By Jim EllisSept. 22, 2021 — The Silver State of Nevada has been home to some of the nation’s closest statewide elections during the past decade. In almost half of all Nevada statewide political contests since 2012, both party’s nominees have won their elections with only plurality support.
With that backdrop, ex-US Sen. Dean Heller (R), who lost his seat to current incumbent Jacky Rosen (D) in 2018, is making a political comeback attempt in next year’s governor’s race. Heller officially announced his plans Monday after the story broke last week that he would become a candidate.
Part of the announcement came as a surprise, and has more to do with winning the Republican primary than for what he hopes will be a challenge to incumbent Gov. Steve Sisolak (D). Heller, who throughout his career had aligned himself with the pro-choice caucus, pointedly spoke approvingly of the new Texas law governing abortion practices.
In the Republican primary, Heller faces Clark County Sheriff Joe Lombardo and North Las Vegas Mayor John Lee among others. At this point, Gov. Sisolak has no announced Democratic opposition.
According to a July OH Predictive Insights poll (July 6-11; 783 registered Nevada voters), which is the latest Nevada gubernatorial survey available, Gov. Sisolak recorded a 52:39 percent job approval ratio. As with most polls in today’s politics, the bulk of support comes from members of one’s own party, but in this case, 30 percent of the sampled Republicans also gave the governor a positive review.
Gov. Sisolak, a former Clark County Commissioner who previously served as a member of the Nevada Board of Regents, was elected the state’s chief executive three years ago with a 49-45 percent win over then-Attorney General Adam Laxalt (R), grandson of former US senator and Nevada governor, Paul Laxalt (R). Laxalt is also making a political comeback in 2022, running against incumbent Catherine Cortez Masto (D) for the US Senate.
Both the ’22 Nevada governor and US Senate have the potential of ending in close fashion. Since 2012, inclusive, 18 statewide races have been conducted. Democrats won 10 and Republicans’ eight, but six of the GOP victories came in the Republican wave year of 2014 when the Nevada Democratic turnout proved particularly low.
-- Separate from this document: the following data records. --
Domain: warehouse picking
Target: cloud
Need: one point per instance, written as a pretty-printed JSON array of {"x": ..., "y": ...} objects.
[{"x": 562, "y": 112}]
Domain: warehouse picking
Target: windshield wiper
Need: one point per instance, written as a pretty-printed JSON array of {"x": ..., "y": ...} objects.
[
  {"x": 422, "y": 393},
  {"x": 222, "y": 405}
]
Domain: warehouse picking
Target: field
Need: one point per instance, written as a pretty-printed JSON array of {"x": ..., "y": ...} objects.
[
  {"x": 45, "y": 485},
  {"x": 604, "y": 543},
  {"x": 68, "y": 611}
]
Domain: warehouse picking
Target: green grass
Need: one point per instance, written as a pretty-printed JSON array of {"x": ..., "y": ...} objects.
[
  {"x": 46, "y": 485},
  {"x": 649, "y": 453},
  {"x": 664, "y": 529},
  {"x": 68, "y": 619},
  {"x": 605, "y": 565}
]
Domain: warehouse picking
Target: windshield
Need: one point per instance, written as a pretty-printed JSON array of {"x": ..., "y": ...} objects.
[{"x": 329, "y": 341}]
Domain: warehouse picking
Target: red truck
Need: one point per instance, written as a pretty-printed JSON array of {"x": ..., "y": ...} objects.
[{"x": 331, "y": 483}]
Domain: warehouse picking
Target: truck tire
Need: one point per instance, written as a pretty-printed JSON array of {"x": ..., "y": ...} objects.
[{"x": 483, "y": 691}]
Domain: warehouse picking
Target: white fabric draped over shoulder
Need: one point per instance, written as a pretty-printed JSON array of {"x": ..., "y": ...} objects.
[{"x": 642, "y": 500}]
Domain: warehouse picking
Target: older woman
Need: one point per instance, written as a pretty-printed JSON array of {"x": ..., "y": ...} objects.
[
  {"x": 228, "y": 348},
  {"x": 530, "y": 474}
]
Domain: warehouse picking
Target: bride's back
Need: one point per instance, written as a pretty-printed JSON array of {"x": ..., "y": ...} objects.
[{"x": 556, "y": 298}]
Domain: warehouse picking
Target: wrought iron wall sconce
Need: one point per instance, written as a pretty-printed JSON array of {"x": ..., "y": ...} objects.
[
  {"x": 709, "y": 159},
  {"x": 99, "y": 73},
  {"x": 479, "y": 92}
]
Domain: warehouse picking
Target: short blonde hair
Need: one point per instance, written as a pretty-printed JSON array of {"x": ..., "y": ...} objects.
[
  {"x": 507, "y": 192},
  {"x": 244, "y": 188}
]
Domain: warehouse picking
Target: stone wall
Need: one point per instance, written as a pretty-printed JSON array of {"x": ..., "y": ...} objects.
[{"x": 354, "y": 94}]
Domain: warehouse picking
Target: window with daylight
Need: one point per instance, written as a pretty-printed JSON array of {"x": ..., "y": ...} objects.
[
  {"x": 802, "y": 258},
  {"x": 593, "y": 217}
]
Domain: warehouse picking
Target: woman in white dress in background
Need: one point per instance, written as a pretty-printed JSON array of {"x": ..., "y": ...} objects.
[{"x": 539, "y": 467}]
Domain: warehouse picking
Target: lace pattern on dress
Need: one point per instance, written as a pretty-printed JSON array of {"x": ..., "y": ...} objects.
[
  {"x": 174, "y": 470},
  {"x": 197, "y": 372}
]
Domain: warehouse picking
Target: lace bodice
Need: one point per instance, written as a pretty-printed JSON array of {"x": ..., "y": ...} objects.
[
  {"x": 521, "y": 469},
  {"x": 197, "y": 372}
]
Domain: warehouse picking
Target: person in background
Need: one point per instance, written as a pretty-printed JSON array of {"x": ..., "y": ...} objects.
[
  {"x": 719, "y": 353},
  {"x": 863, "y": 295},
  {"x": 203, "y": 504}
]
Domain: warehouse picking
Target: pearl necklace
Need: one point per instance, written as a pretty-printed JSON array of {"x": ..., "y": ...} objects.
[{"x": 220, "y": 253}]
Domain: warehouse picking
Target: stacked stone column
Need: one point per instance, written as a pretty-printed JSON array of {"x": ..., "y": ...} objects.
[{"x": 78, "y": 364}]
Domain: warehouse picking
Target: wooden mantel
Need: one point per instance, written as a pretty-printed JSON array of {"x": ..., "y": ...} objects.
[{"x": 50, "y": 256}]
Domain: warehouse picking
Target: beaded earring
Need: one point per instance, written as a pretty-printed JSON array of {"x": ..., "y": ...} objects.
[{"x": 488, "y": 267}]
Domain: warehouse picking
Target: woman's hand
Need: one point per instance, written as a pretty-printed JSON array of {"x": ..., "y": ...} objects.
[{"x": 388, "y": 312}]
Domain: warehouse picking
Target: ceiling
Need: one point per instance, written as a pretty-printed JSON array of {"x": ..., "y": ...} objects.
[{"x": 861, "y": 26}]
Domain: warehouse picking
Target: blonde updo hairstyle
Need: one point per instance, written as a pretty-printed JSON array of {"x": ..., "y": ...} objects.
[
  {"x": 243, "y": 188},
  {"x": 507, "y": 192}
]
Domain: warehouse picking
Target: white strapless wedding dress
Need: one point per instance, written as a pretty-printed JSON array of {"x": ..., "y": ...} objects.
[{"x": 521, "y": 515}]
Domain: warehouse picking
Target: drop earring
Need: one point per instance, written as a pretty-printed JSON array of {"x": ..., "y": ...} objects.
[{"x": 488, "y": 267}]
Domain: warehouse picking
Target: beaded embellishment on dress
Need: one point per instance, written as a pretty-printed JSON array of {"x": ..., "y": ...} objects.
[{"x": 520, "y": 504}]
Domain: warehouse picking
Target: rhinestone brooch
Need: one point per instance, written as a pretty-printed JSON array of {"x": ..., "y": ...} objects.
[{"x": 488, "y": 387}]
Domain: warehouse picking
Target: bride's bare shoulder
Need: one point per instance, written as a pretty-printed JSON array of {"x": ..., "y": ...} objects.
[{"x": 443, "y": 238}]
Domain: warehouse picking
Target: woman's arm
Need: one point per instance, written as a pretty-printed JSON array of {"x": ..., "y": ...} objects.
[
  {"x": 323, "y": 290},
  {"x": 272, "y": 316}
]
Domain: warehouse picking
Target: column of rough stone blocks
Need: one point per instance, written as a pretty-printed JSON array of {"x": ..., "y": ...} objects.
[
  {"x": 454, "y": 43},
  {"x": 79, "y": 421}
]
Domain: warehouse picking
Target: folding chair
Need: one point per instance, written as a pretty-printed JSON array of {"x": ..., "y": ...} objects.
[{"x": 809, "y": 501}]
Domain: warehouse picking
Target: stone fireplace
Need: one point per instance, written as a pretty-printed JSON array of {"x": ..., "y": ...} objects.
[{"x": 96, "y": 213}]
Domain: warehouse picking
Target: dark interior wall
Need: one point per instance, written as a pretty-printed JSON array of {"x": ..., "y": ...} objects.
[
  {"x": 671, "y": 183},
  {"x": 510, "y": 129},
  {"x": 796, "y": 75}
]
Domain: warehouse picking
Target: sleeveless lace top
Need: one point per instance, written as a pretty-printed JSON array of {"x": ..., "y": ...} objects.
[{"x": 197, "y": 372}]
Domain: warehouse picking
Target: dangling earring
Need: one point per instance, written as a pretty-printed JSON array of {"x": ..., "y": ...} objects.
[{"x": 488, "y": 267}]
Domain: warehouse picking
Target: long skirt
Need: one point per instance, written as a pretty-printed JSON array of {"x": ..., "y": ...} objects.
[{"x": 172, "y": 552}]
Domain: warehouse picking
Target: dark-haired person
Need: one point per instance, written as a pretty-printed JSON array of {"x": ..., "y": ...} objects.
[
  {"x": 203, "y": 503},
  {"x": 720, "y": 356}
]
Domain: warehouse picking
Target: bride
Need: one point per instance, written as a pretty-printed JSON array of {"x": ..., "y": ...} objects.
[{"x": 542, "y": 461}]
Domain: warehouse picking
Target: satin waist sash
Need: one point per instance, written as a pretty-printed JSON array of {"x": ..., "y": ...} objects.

During that five-election span, Democrats, even in winning more races, have averaged just 45.2 percent of the vote, while Republicans, again largely because of the 2014 sweep, recorded a mean win percentage of 49.0. Interestingly, candidates from both parties have only individually reached or exceeded the 50 percent mark in five of the decade’s 18 statewide campaigns. The Democrats high-water mark during that period is then-Sen. Barack Obama’s 52.4 percent in 2012. Republican Gov. Brian Sandoval, as the GOP’s top vote-getter, would record just under a whopping 71 percent in his sole re-election campaign just two years later.
The strength of the GOP gubernatorial field and Laxalt, at this point, appearing to be the clear Republican leader in the Senate nomination contest, suggests that incumbents Sisolak and Cortez Masto are again in for tough campaigns that could end with the winner finishing below the 50 percent threshold. Therefore, Nevada will once more be a state to watch in 2022.
Prior to serving in the Senate, Heller had begun his third term in the US House when then-Gov. Sandoval appointed him to replace resigned Sen. John Ensign (R) in 2011. He then won the 2012 statewide with just 45.9 percent of the vote, and would lose six years later with 45.4 percent. Prior to his federal elective service, Heller served three four-year terms as Nevada’s Secretary of State, after being twice elected to the Nevada State Assembly. Though he will be a formidable candidate in the GOP primary, his winning the party nomination is far from guaranteed despite his long career as a Republican office holder.